CHAPITRE IX

Lettre de Metternich à l'impératrice Marie-Louise.—Réflexions.—Lettre de la comtesse Brignole à mon grand-père.—Nouvelles lettres de l'Impératrice au même, dont plusieurs inédites.—Lettre de M. de la Tour du Pin, ministre de France à Vienne, au ministre des Affaires étrangères à Paris.

Le 15 août de l'année 1814 est le dernier anniversaire du jour de fête que l'empereur Napoléon avait choisi, qui avait été célébré si longtemps par de magnifiques réjouissances, et dont Marie-Louise se souviendra—du moins ostensiblement—avant d'ensevelir dans l'oubli cette date fatidique...

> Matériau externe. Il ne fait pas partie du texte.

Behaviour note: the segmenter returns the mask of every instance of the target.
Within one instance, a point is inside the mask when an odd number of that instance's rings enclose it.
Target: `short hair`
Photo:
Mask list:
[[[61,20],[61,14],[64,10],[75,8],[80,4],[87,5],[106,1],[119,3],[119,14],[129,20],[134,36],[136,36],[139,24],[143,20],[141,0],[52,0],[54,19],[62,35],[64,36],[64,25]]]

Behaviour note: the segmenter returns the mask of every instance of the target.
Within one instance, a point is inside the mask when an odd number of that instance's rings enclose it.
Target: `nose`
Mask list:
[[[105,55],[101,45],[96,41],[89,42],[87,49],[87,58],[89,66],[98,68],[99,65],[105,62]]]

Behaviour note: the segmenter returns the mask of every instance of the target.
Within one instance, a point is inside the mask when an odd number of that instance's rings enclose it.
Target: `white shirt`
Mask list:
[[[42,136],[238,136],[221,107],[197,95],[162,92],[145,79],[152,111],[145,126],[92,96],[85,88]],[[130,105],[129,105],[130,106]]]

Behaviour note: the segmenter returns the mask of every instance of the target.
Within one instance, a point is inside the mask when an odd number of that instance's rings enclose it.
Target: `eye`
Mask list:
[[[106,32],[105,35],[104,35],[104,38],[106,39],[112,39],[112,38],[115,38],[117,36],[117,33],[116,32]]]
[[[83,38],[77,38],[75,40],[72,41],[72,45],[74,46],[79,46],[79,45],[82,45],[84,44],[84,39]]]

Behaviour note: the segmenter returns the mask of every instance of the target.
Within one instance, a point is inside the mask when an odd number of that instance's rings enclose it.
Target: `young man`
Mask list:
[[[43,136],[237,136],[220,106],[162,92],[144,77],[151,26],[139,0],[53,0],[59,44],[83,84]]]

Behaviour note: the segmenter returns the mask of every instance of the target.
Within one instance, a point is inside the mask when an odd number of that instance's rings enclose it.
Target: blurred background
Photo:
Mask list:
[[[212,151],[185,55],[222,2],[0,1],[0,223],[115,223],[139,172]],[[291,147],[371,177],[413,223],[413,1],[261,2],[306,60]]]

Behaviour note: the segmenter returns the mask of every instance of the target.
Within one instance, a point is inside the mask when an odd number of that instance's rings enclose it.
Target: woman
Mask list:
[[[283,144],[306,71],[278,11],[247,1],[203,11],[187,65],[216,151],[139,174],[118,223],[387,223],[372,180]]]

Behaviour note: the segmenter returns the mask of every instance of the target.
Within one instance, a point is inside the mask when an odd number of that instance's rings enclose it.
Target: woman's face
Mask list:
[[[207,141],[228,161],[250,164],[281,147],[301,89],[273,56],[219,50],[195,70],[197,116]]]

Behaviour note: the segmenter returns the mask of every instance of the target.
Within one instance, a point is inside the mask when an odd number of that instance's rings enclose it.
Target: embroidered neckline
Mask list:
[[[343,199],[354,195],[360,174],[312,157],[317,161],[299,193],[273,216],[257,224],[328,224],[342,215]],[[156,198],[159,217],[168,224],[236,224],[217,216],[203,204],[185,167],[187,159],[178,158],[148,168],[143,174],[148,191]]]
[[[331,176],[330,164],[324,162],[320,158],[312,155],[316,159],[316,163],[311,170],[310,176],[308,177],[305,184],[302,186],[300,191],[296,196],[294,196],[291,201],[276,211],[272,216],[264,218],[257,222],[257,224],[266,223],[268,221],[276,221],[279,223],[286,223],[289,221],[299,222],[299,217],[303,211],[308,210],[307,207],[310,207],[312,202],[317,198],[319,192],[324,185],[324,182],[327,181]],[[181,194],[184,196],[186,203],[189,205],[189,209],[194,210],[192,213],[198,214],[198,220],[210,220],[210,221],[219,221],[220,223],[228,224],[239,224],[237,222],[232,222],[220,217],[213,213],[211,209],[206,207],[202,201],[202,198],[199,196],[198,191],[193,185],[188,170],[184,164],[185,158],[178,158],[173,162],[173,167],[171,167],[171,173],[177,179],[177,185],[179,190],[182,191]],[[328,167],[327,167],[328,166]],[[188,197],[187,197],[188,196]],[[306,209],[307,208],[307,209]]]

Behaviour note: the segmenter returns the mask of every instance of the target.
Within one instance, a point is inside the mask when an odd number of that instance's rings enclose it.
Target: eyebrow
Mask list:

Entre les deux lettres datées du même 15 août et que l'Impératrice écrivit à mon grand-père, elle recevait elle-même du prince Metternich la réponse qu'elle attendait avec tant d'impatience, réponse ambiguë, pleine de réticences et d'une franchise plus que problématique, malgré les protestations et les professions de foi d'entière loyauté de son auteur.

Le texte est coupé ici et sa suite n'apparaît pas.